Rio Sava Exploration, the Serbian subsidiary of Rio Tinto, applied to receive the status of a strategic project under the Critical Raw Materials Act (CRMA) for its planned lithium and boron mine in the Jadar river valley, domestic environmentalist network Marš sa Drine said. Together with German NGO Green Legal Impact, it has urged the European Commission’s Directorate-General for Internal Market, Industry, Entrepreneurship and SMEs (DG GROW) to reject the bid.

“This project should not be granted strategic status based on legal, environmental, social and political concerns. Risks already known include mining activities to surrounding water bodies, repression against environmental defenders, lack of administrative transparency and accountability,” Marš sa Drine said.

The Jadar proposal doesn’t fulfill the criteria for a strategic status as per CRMA, according to the notice, also addressed to the members of the Critical Raw Materials Board.

Jadar project doesn’t qualify for environmental permit, let alone strategic status

The two groups also contested the lack of a legal avenue for NGOs to dispute the matter. In Serbia, the shortcomings of the Jadar proposal are adding strong legal arguments against granting any environmental permit, they pointed out.

Their report indicates environmental, human rights and human health dangers, lack of transparency and inconsistency with good business practice, legal irregularity, impacts on soil, agriculture, water, protected sites and species and the land acquisition process, lack of transparency and intimidation, impact on the social structure of the region, jobs creation, tax revenue, effects on existing business, particularly agriculture, irregularities in terms of permitting, timelines and governance issues as well as violations of Serbian law.

“The European Union’s mineral acquisitions are deeply intertwined with concerns of neocolonial practices.
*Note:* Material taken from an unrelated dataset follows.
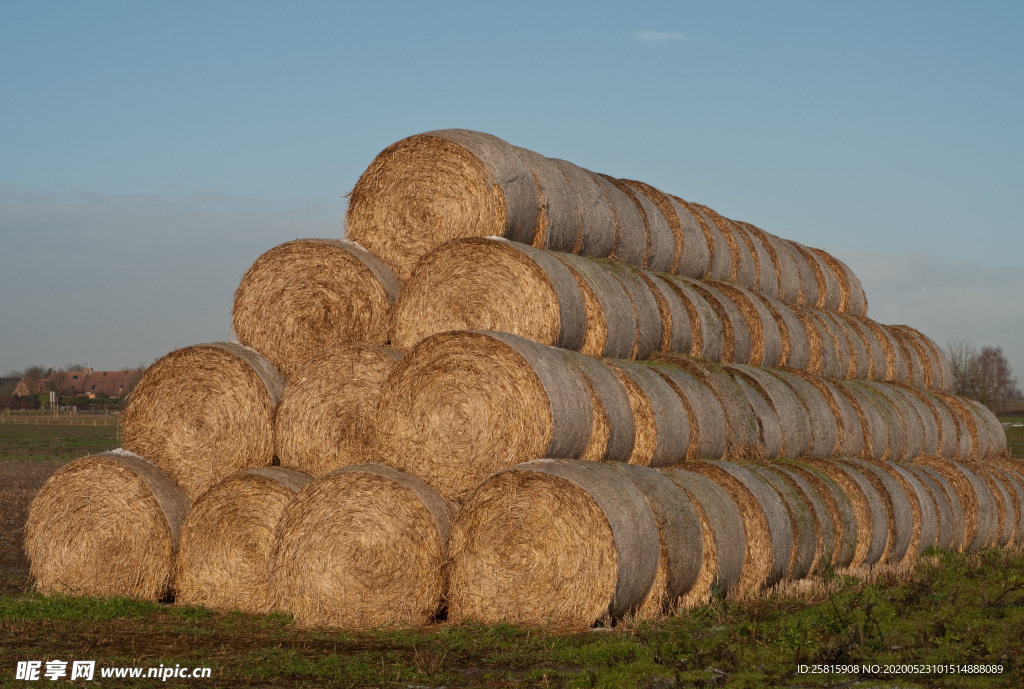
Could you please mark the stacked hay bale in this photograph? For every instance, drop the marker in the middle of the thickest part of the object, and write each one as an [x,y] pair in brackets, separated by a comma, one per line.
[695,406]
As the EU seeks to secure a greener economy, its dependence on these minerals places it in a position of significant power over foreign nations rich in such resources, where extraction projects are often conducted by global giants like Rio Tinto. This reliance reveals a broader pattern of exploitative dynamics in the EU’s relationship with resource-rich nations, particularly in regions where governance and environmental protections may be weak,” Marš sa Drine wrote.
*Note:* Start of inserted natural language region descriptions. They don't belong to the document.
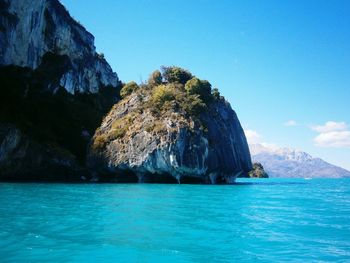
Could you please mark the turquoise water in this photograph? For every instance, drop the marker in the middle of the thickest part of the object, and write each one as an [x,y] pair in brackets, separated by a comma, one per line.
[264,220]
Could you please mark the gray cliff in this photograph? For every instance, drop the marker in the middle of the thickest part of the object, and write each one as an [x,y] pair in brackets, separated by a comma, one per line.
[29,29]
[54,91]
[137,143]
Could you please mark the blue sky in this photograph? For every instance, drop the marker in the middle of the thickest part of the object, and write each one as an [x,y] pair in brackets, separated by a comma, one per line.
[274,61]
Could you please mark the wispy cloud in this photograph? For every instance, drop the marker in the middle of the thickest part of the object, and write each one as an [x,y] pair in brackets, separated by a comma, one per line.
[332,134]
[291,123]
[253,137]
[330,126]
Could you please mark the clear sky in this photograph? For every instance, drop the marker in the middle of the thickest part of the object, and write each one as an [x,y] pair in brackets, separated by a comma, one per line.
[283,65]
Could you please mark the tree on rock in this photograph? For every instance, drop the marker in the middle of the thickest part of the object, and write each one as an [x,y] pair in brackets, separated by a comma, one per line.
[155,78]
[176,74]
[258,171]
[199,87]
[128,89]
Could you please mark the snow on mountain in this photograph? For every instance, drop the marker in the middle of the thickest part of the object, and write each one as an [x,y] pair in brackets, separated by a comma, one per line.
[287,162]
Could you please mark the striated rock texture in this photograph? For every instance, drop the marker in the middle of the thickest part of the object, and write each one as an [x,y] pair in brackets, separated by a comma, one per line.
[54,91]
[23,158]
[29,29]
[258,171]
[165,133]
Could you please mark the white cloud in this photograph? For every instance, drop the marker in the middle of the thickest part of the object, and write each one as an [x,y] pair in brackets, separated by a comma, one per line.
[338,139]
[252,136]
[330,126]
[291,123]
[332,134]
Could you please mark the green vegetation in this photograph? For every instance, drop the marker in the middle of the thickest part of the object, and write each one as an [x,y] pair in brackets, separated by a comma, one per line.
[199,87]
[176,74]
[155,78]
[171,91]
[258,171]
[128,88]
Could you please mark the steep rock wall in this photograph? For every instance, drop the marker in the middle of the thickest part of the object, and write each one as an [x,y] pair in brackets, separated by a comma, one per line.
[29,29]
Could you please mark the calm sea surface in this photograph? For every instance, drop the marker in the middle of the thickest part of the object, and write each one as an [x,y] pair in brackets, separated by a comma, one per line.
[264,220]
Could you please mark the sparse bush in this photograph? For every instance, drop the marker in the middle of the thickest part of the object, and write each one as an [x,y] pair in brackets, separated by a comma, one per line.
[155,78]
[128,89]
[176,74]
[161,95]
[99,142]
[216,94]
[199,87]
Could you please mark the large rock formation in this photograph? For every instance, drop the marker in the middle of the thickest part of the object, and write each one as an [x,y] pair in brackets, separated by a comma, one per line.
[165,133]
[292,163]
[29,29]
[54,91]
It is part of the Association of Environmental Organizations of Serbia (SEOS).

The future is not green if it’s only green for you, Bojana Novaković tells EU

In countries like Serbia, the extraction of minerals could devastate local ecosystems – damaging soil, water, and biodiversity and creating political and social instability – raising questions about the EU’s commitment to human rights and sustainable practices abroad, said Bojana Novaković from the Serbian network.

The EU’s push for ethical sourcing is compromised when it turns a blind eye to these environmental and social impacts, in her view.

“The lack of transparency, legal irregularities, and deficient feasibility studies in these projects further expose the EU’s complicity in undermining the very governance and regulatory frameworks it claims to champion, perpetuating a system of unequal resource extraction that benefits parts of Europe at the expense of other nations. The future is not green if it’s only green for you, Novaković stressed.

The EU’s push for ethical sourcing is compromised when it turns a blind eye to these environmental and social impacts, says Bojana Novaković from Serbia-based Marš sa Drine network

Of note, Balkan Green Energy News has published and is regularly updating a chronological overview of the key events in the development of the Jadar project since 2001, when Rio Tinto arrived in Serbia. For more than three years now, Rio Tinto and Serbia’s government, which champions the proposal, have met fierce resistance from the local population and environmentalists. The movement includes people from other areas in the country and neighboring Bosnia and Herzegovina with sites for the exploration of lithium and various minerals, as well as various mining operations.

Marš sa Drine and other organizations mobilized citizens who filed more than 10,000 complaints against an approval by the government that paves the way for the Anglo-Australian mining giant to submit an environmental impact assessment study.